Categories: Alternative Investments| Multi-asset
Topics: Middle East| US| Europe| UK| Collins Stewart| Healthcare
Justin Oliver, investment director at Collins Stewart Wealth Management, explains why a multi-manager approach to investing can benefit your clients in a volatile environment.
At this time of the year when the long hazy summer evenings, permeated with the tantalising smell of barbeques infused with a certain ‘Joie de Vivre’ become a distant memory and Europeans return to their workplaces, thoughts normally return to the markets, well, that is how it’s supposed to be.

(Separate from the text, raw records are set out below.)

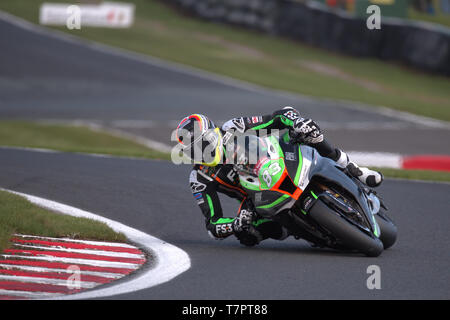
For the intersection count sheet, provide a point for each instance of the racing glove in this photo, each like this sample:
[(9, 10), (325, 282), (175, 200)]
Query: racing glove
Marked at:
[(306, 131), (367, 176)]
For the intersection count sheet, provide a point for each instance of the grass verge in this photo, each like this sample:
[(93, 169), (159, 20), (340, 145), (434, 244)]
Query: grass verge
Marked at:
[(161, 31), (71, 139), (18, 215)]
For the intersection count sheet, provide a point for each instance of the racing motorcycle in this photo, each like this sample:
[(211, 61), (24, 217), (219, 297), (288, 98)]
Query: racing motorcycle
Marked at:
[(313, 197)]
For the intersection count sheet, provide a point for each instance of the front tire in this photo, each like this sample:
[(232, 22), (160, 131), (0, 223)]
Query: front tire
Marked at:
[(348, 234), (388, 230)]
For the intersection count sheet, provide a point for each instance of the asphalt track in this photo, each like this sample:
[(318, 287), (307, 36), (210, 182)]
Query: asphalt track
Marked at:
[(45, 77), (153, 197)]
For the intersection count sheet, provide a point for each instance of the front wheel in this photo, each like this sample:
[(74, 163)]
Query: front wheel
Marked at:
[(388, 230), (348, 234)]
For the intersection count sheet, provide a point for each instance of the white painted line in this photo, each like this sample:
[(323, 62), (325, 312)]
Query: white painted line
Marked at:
[(29, 294), (95, 243), (56, 282), (97, 263), (85, 251), (169, 260), (55, 270), (376, 159)]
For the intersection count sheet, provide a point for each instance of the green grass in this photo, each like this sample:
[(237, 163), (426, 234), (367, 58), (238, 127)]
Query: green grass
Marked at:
[(18, 215), (265, 60), (71, 139), (439, 17)]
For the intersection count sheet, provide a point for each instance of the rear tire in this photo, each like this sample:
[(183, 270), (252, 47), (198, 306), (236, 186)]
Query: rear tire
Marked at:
[(349, 235)]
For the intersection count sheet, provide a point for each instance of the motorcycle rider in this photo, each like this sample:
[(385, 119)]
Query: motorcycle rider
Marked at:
[(214, 175)]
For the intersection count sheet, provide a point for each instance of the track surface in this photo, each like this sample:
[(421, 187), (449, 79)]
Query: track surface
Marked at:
[(153, 197), (43, 77)]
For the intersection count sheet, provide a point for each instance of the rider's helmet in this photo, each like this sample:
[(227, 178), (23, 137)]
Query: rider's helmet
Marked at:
[(200, 140)]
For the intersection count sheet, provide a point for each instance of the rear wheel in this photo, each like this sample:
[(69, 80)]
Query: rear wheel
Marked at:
[(345, 232)]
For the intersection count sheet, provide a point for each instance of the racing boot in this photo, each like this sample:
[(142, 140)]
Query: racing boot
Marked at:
[(367, 176)]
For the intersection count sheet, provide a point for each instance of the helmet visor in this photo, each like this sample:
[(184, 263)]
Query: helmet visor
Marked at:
[(206, 148)]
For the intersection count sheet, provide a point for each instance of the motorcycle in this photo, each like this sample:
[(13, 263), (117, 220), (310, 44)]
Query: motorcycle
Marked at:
[(313, 197)]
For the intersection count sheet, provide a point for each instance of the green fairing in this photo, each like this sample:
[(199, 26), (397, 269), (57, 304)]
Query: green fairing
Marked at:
[(287, 122), (220, 220)]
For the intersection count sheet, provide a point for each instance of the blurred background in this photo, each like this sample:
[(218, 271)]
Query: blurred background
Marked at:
[(384, 90)]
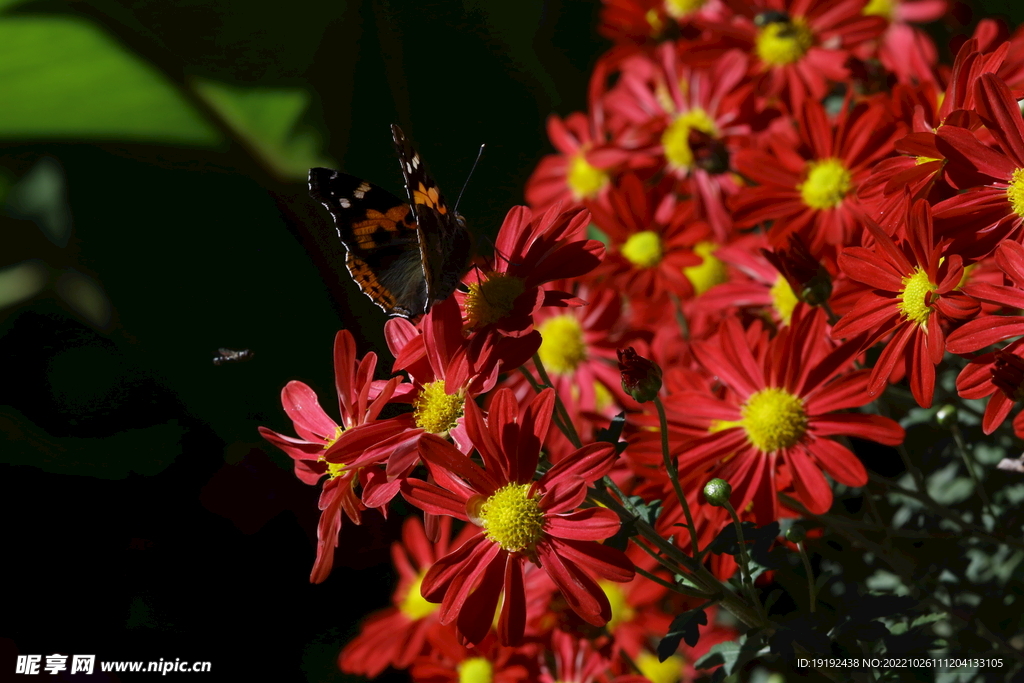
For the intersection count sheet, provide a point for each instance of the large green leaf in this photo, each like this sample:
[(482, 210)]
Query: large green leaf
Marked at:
[(65, 78), (266, 119)]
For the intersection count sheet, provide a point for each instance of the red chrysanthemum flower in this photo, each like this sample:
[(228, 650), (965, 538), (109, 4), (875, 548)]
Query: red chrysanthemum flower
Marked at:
[(914, 292), (446, 369), (778, 413), (395, 636), (800, 46), (589, 156), (988, 330), (451, 662), (904, 49), (530, 250), (519, 518), (316, 451), (811, 190), (578, 350), (651, 239), (979, 219), (688, 122)]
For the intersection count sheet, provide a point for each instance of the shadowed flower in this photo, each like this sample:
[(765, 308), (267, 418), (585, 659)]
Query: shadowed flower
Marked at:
[(519, 519)]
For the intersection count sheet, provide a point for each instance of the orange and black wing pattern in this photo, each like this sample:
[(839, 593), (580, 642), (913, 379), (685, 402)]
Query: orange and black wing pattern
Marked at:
[(382, 240), (444, 240)]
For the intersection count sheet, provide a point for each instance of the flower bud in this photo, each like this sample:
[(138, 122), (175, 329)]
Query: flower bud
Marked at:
[(718, 492), (808, 279), (946, 416), (641, 378)]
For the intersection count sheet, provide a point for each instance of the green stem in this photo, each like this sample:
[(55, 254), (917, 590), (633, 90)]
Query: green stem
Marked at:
[(569, 430), (670, 466), (744, 564), (962, 446), (811, 593)]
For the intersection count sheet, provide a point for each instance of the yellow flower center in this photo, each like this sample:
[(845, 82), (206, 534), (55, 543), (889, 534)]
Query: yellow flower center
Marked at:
[(436, 411), (562, 345), (476, 670), (414, 605), (913, 299), (710, 272), (783, 299), (512, 518), (643, 249), (781, 43), (670, 671), (493, 299), (676, 138), (826, 184), (680, 8), (585, 180), (1015, 193), (622, 612), (773, 419), (602, 397), (883, 8)]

Instead, financial markets have been in freefall, political crises have engulfed the US, Europe and the Middle-East while, regrettably, in parts of the UK the sensory allure of seared steak has been overwhelmed by the blare of police sirens, the sounds of breaking glass and a far less appealing burning fragrance.
Whatever the exact opposite of ‘Joie de Vivre’ may be, it is clear that the prevailing mood is distinctly sombre.
While it may be unrealistic to expect the clouds of gloom to suddenly part and the halcyon days of high summer to emerge, there are at least some reasons to hope that the shadows are lifting.
Even in a challenging environment there will be sectors with the ability to perform and currently healthcare is a core example, offering as it does tangible growth potential on the basis of irrefutable demographic changes, together with defensive attributes supported by a long term undervaluation.
Finding these sector views plays into a multi-manager process, it highlights the need for both qualitative research and pure statistical analysis.
However, it is vital to first understand a fund manager’s investment philosophy, process and positioning, before making a judgement in terms of whether past performance is sustainable in the future.
It is important that a multi-manager has a strong and developed relationship with fund managers, it is inevitable that more time is spent discussing the third of the ‘3 Ps’ (positioning) than recapping process and philosophy.
In this regard, it is worth examining what to do, and what not to do, when discussing with the fund manager their view on the global investment environment and how they have positioned their fund accordingly.
First, it is important to realise that not all fund managers have a view of the world; indeed some actively try to ensure that they are as un-opinionated as possible in terms of the ‘big picture’ in the belief that no-one can consistently and accurately predict macro developments.